Behavioural Economics (BE) seeks to predict the effects of these factors and prompt changes that improve results. For the insurance industry, these changes are often in the way we communicate. But they can also affect product design, distribution, underwriting approach, even pricing. Yes, it’s counterintuitive – but sometimes, sales increase following a price rise.
“The science of knowing what economists are wrong about”
Riverside’s business partner, Swiss Re, is a leader in the application of BE for insurers. William Trump, Behavioural Science Advisor within Swiss Re’s Life Capital division, explains the approach:
“It [BE] challenges the core assumption of traditional economics – that people are rational agents who navigate the world by constantly maximizing their utility.
“Since setting up the Behavioural Research unit in 2013, we’ve run over 200 trials, where we’ve repeatedly seen that small, “seemingly irrelevant” changes can create significant uplifts in sales, retention or even truth telling”.*
Will’s reference to “truth telling” here relates to the effects that BE can have on the “Disclosure Gap”- identifying ways to change the phrasing and context of underwriting questions to boost accuracy. This can make a huge difference to the efficiency and profitability of insurers.
A regular exponent of BE for businesses of all kinds is Rory Sutherland, Vice Chairman at Ogilvy UK and author of the aptly named “Alchemy: The surprising power of ideas that don’t make sense”.
Rory refers to BE as “the science of knowing what economists are wrong about” and recommends businesses to “Test weird things, test counterintuitive things – because your competitors won’t.” **
The science of BE has developed a number of principles that can be applied to deliver significant results in a short period of time. These include:
- Loss aversion. People tend to fear loss more than they value gain.
- Framing. The exact same proposition or offer can produce entirely different results depending on the context in which it is expressed.
- “Nudge” theory. Prompting a particular outcome by using indirect persuasion in favour of it– such as “people like you tend to do this…”.
- Behavioural Economics: driving revolutionary results for the insurance industry
Life and health insurers could benefit most
BE can be particularly powerful in situations where consumers are required to consider factors they are unfamiliar with or which involve deep thinking or a high “cognitive load”. This certainly includes decisions relating to insurance, involving unfamiliar questions around risk – in particular where negative factors such as death and ill health have to be considered.

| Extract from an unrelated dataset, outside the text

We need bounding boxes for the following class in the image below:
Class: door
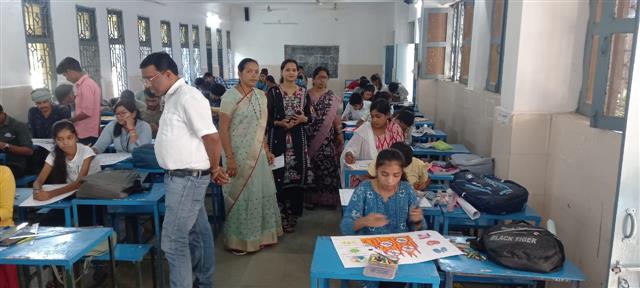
[395,44,416,102]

In fact, Matt Battersby, Chief Behavioural Scientist at RGA says: “There are few industries in the world where behavioural science can have more positive impact than the life and health insurance industry”. ***
Test and learn – and wait to be surprised
Successfully applying BE depends upon the rigorous application of “test and learn” methodology: making one, often small, change at a time (however weird or counterintuitive) and comparing the results of the change using a “control” sample without the change. The differences can be dramatic.
Swiss Re applies this approach to any part of the insurance customer journey where people drop out at different stages – such as the product application process. Their CEO, Christian Mumenthaler, reports: “In any process step you get improvements of 10%-30%, sometimes 60%”.****
The discipline of “test and learn” has always been a mainstay of the Riverside approach to delivering profitable customer communications programmes for our clients around the world.
Since we started in 2005, we’ve built our understanding of the psychological and emotional drivers of effective customer communication, to support the rational benefits of insurance.
Based on the cumulative learning from hundreds of carefully controlled tests, our programmes typically deliver new policy sales to 10%-30% of all customers included. And in addition, we see reductions of 12%-30% in lapse rates on existing policies held – even amongst customers who don’t make an additional purchase.